Romy Hall killed a man. This is a fact. The man she killed was stalking her. This is also a fact, but, as far as the jury was concerned, the first fact mattered more than the second. That’s why she’s serving two life sentences at Stanville Women’s Correctional Facility in California’s Central Valley. Romy soon learns that life in prison is, in many respects, like her former life working at the Mars Room, a down-market strip club in San Francisco. The fight for dominance among the powerless looks much the same anywhere, Romy explains, and this novel is very much a novel about powerlessness. Romy is smart, she loves her son, but the odds were against her from the beginning, and most of the stories that intertwine with hers are similar in both their general outlines and their particulars. Chaotic family backgrounds, heavy drug use and sex work are common themes. Several of the women Romy meets have been in and out of the jail for much of their lives. There are exceptions, like Betty the one-time leg model, who paid a contract killer to murder her husband for life insurance money and then put out a hit on the hit man because she was afraid he would talk. She becomes something of a celebrity inside Stanville. The cop who killed the hit man also becomes a major character. He’s different from the women in this novel because he once had considerable power, but he, too, has a history of abuse and neglect. Gordon Hauser, who teaches GED–prep classes at Stanville, has more agency than any other main character, but he quickly learns the limits of his ability to help any of the women he meets. This is, fundamentally, a novel about poverty and how our structures of power do not work for the poor, and Kushner does not flinch. If the novel lags a bit in the long sections of backstory, it’s because the honest depiction of prison life is so gripping.
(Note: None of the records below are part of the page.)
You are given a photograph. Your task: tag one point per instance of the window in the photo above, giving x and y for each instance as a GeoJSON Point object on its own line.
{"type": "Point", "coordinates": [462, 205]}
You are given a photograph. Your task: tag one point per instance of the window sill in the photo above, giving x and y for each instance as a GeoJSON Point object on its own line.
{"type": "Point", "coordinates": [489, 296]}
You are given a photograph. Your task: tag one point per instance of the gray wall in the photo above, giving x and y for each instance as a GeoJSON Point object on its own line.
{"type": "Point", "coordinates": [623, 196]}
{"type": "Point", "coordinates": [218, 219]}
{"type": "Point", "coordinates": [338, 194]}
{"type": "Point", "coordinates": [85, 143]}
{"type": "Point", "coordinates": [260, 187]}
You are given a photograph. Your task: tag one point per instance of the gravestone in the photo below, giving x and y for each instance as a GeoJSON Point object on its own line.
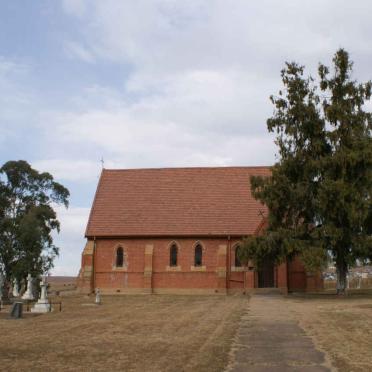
{"type": "Point", "coordinates": [28, 295]}
{"type": "Point", "coordinates": [1, 286]}
{"type": "Point", "coordinates": [98, 296]}
{"type": "Point", "coordinates": [16, 310]}
{"type": "Point", "coordinates": [15, 288]}
{"type": "Point", "coordinates": [42, 305]}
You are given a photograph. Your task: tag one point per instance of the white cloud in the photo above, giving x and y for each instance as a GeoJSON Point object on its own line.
{"type": "Point", "coordinates": [75, 7]}
{"type": "Point", "coordinates": [74, 49]}
{"type": "Point", "coordinates": [70, 240]}
{"type": "Point", "coordinates": [69, 169]}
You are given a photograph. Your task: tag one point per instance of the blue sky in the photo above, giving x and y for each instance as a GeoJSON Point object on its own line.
{"type": "Point", "coordinates": [152, 83]}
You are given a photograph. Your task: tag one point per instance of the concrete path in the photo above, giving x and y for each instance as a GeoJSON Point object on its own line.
{"type": "Point", "coordinates": [270, 339]}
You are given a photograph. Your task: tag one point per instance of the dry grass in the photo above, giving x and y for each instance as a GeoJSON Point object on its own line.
{"type": "Point", "coordinates": [340, 326]}
{"type": "Point", "coordinates": [127, 333]}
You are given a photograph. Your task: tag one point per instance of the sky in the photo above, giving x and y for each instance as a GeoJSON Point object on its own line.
{"type": "Point", "coordinates": [155, 83]}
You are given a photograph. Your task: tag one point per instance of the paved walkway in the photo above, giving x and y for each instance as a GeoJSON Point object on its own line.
{"type": "Point", "coordinates": [270, 339]}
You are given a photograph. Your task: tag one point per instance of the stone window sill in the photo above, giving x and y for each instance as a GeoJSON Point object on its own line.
{"type": "Point", "coordinates": [173, 268]}
{"type": "Point", "coordinates": [124, 268]}
{"type": "Point", "coordinates": [238, 268]}
{"type": "Point", "coordinates": [198, 268]}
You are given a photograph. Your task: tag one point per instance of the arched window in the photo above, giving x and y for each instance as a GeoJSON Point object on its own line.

"The Mars Room" is an unforgiving look at a brutal system.
(Kushner will speak In conversation with Deb Olin Unferth and sign "The Mars Room" at 7 p.m. Thursday at Austin Central Library, 710 W. Cesar Chavez St. Information: bookpeople.com)
Connecting a small world
One hasty decision sets in motion decades of consequences for interconnected families in Colorado in Wendy J. Fox's "If the Ice Had Held."
The ice didn’t hold, in 1974, on the night Sammy Henderson took a shortcut home. If it had, he would have kept his promise to 14-year-old Irene, pregnant with his baby — that he would marry her and she would finish school. Instead, Sammy drowned in the frozen river, which forced both Irene and Sammy's sister, Kathleen, to switch tracks and arrange an alternate future for the baby, Melanie. Fox pushes her story out from this central cluster of events like cracks spreading on a sheet of ice. Using seven voices to narrate their separate but overlapping experiences across the years, from 1974 to 2007, she builds up a vista of linked histories and emotional journeys. Marriages often split up, children are frequently raised by a single parent, and infidelities regularly occur. Grown-up Melanie has a job in Denver and a string of casual, married lovers. One of them, Brian, the son of the policeman who found Sammy’s body, is married to Jenny, who has met Melanie through work. These and other characters — Melanie’s stepfather, Jenny’s mother — add other facets, yet loneliness, departure and a quest for some kind of fulfillment drive almost all of them. The men are generally more faithless than the women; the value of leaving or being left is debated. One touchstone is the reliably joyful friendship that endures between Kathleen and Irene, which warms and embraces Melanie, too. Fox delivers finely observed, lyrical, detached storytelling, persuasive in its depiction of everyday unions and choices, although her decision to interconnect some characters in a late, jarring encounter seems a coincidence too far. Yet this is eloquent tale-spinning lit by unshowy portraiture.
A small (too small?) world, but a perceptible talent.